US education sector endowment (scholarship) funds had also proven remarkably loyal to Australian agriculture, investing some of their massive wealth here to reap long-term returns.
“It’s a bit sad there aren’t a lot of good stories about Australian investment in the ag sector, especially when you consider I started Rifa with a clean sheet of paper and we’ve made a lot of money for Chinese shareholders which might otherwise have gone to Australian investors,” said Mr Goodfellow.
Establishing Rifa Salutary had been “one of the great privileges” of his a career which has also included developing farmland portfolios for Macquarie Bank and Victoria’s Baillieu family and running Elders’ branch network.
“I wanted to learn much about the role of the Chinese in the future of our industry, and I’m grateful for the opportunity given to me,” he said.

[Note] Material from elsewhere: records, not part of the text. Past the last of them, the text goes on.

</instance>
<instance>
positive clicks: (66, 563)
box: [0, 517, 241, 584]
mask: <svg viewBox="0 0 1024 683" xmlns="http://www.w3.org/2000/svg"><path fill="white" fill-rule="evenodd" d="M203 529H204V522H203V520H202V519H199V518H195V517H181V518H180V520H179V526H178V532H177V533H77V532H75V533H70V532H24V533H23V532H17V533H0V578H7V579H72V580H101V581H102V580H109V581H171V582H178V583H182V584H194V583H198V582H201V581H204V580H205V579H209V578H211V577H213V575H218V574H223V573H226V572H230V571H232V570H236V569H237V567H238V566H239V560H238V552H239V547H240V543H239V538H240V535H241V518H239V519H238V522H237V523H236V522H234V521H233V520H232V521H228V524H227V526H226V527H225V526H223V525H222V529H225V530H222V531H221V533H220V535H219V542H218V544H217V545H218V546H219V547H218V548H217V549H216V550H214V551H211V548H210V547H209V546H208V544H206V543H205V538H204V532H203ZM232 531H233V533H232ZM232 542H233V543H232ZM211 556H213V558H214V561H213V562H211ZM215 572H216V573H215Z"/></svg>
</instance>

Rifa’s chairman, Jie Wu, said Mr Goodfellow had made good choices in purchasing valuable properties, developing a strong team and setting “a solid foundation for the continuing growth of the company”.
Replacing him in an acting capacity is Rifa’s current chief financial officer Phil Beale, whose 30-year agribusiness career has spanned the cotton industry, the rural property market and big beef business, Australian Agricultural Company.
Mr Beale confirmed that having already spent about $150 million buying farmland and on infrastructure upgrades such as water, fencing, access roads and pasture improvement, Rifa was still on the hunt for more holdings.
He said the new CEO would make the call on expanding the footprint outside NSW and Victoria.